The suggestions include revisiting expiation fees and penalty amounts and clarifying, the interaction between the Act and sections 236 and 237 of the Local Government Act 1999 as they relate to litter that comprises vehicles. Since the definition of ‘vehicle’ under the Act includes a vessel (which is not the case under the Local Government Act 1999) questions have arisen as to whether a seaworthy vessel left moored on waters in an unauthorised manner could reasonably be dealt with using the litter provisions under the Act. In our opinion the definition of ‘general litter’ is not reasonably construed as extending to such. Expanding the definition to capture abandoned vessels would, therefore, enable councils to have a more effective tool to manage vessels left moored to council land.

Further, we consider that councils would benefit from the inclusion of a provision that affords protection from liability for action taken under the Act to dispose of litter and other rubbish (including, for example, in connection with enforcement action to address an unsightly condition on premises).

  • Add ‘trolleys’ to the definition of ‘general litter’ under the Act.

This would provide a clear legislative path to manage what has been a vexed issue for many councils for many years. For the Act to, effectively, address abandoned trolleys we recommend that changes go further than, simply, amending the definition of ‘general litter’. In particular, so:

    • businesses are required to include identification numbers on trolleys to easily identify the owner; and
    • liability for abandoned trolleys is extended to the business owner of the trolley with a defence available if the business takes steps to remove the trolley within a specified timeframe of being notified of its whereabouts.
    • No change to the definition of ‘unsightly condition’ under clause 3 of Schedule 1 to the Act.
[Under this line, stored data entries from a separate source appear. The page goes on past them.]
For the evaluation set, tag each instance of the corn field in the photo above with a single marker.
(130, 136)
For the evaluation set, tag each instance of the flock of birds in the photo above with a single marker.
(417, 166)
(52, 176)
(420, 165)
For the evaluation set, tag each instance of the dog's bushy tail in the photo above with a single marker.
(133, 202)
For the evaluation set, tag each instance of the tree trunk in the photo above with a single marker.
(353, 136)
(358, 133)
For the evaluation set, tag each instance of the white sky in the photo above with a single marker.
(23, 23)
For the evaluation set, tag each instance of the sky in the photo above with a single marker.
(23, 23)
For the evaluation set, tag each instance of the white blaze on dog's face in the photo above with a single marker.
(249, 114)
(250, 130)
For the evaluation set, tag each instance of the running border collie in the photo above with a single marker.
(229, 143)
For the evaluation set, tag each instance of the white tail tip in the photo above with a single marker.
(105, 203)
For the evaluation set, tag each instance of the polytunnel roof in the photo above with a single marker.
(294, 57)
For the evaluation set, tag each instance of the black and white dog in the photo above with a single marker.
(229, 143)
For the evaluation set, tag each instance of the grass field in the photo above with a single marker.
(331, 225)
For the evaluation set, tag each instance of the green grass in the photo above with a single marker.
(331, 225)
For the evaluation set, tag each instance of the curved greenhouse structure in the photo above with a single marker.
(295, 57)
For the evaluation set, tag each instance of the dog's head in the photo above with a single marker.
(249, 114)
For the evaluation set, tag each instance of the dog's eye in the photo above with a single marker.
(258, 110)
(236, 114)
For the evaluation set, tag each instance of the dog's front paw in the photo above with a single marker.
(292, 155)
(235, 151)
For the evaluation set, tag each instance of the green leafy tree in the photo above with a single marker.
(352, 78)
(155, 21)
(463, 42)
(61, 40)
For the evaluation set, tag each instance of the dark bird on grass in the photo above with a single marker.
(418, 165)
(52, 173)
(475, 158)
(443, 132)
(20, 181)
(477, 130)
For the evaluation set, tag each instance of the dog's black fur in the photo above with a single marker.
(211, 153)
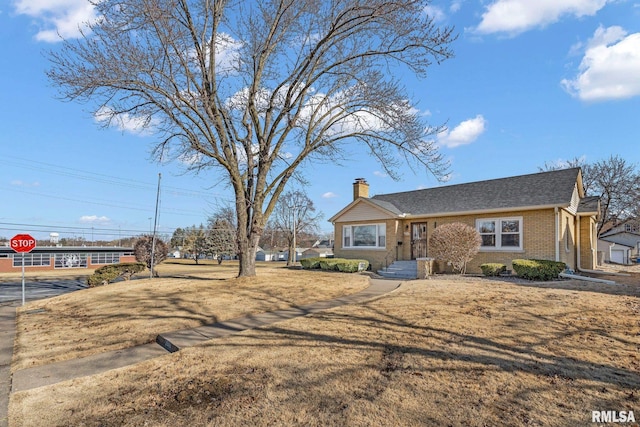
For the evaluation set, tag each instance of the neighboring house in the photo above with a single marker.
(543, 216)
(615, 252)
(266, 255)
(626, 234)
(317, 252)
(284, 255)
(63, 257)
This is a missed opportunity to amend the definition to include single unsightly items that have been left on land for extended periods such as port-a-loos, fencing or machinery. In our experience councils have been unable to, effectively, address complaints regarding the unsightly nature of such items (and complainants find it difficult to understand why). Often, such items are not present on land in addition to other disused items and, of themselves, do not, reasonably, come within the existing definition of an unsightly condition.
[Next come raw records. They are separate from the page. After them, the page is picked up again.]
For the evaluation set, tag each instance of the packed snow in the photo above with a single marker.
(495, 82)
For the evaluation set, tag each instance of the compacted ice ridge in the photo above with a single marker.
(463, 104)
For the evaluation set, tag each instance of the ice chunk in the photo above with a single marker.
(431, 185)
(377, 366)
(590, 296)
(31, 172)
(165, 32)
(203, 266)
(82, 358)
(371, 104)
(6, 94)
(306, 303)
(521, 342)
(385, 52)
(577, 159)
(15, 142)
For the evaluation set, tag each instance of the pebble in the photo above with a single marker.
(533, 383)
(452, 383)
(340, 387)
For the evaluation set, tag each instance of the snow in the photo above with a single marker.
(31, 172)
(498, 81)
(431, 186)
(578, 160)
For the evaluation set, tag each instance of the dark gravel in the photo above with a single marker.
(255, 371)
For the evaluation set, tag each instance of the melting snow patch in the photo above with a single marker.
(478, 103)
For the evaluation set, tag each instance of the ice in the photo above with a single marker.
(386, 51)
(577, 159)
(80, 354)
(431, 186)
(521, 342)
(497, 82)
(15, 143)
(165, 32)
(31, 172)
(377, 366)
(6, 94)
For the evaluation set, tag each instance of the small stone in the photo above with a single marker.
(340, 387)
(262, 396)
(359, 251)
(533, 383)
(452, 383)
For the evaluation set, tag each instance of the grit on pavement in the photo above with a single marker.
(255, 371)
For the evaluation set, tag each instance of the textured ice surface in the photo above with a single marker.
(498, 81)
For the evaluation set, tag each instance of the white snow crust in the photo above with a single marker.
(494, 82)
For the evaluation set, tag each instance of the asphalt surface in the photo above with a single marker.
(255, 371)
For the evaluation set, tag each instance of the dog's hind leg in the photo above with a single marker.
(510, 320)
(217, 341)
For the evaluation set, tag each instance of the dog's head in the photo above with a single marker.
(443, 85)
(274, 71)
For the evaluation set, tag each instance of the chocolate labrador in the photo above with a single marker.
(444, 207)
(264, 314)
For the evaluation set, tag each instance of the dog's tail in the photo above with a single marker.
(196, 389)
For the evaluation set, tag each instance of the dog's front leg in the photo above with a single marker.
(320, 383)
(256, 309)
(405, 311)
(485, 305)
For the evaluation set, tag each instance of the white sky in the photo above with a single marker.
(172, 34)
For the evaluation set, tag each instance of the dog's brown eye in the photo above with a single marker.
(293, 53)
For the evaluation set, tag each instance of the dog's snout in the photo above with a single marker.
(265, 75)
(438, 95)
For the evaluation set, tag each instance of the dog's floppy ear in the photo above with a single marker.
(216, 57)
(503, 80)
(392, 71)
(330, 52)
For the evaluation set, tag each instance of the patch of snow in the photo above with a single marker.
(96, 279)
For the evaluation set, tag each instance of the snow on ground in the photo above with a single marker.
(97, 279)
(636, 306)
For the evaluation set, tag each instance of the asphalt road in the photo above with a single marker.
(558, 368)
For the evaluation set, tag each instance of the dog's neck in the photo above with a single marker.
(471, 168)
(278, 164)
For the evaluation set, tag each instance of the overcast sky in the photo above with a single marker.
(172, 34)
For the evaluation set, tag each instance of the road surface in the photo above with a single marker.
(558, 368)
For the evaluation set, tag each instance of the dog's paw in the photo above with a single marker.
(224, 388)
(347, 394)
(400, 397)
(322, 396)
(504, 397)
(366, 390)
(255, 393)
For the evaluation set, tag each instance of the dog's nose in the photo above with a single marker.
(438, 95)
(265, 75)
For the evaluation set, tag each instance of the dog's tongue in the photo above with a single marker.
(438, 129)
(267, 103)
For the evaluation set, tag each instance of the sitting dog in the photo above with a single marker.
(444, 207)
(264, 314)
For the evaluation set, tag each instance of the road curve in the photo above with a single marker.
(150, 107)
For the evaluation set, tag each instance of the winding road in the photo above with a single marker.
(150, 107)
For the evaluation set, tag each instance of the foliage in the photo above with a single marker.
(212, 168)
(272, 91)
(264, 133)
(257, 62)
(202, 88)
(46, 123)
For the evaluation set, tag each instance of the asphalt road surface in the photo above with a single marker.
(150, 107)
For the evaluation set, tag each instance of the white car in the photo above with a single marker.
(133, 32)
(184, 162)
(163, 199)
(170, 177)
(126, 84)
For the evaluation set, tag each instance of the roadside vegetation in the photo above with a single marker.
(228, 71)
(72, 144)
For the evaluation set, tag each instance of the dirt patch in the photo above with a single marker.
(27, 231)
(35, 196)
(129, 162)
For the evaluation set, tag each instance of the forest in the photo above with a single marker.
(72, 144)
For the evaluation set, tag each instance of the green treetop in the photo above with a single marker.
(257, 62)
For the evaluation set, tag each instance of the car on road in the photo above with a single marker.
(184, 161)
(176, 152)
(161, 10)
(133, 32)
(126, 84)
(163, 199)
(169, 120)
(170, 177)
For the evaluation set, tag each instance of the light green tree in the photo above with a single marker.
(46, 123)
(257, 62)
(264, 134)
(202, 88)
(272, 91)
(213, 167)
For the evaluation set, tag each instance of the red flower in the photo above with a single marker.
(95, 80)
The Report is to be presented to the Minister for Environment and Water for consideration. It is unclear if there is any political appetite to implement the legislative changes that it recommends.  According to the Report, if the Minister wishes to progress any of the recommendations, the EPA will conduct further consultation on the details of proposed amendments to the Act. In the meantime, there is currently opportunity for individual councils to provide feedback direct to the Minster in respect of the Report and/or to lobby for desired changes.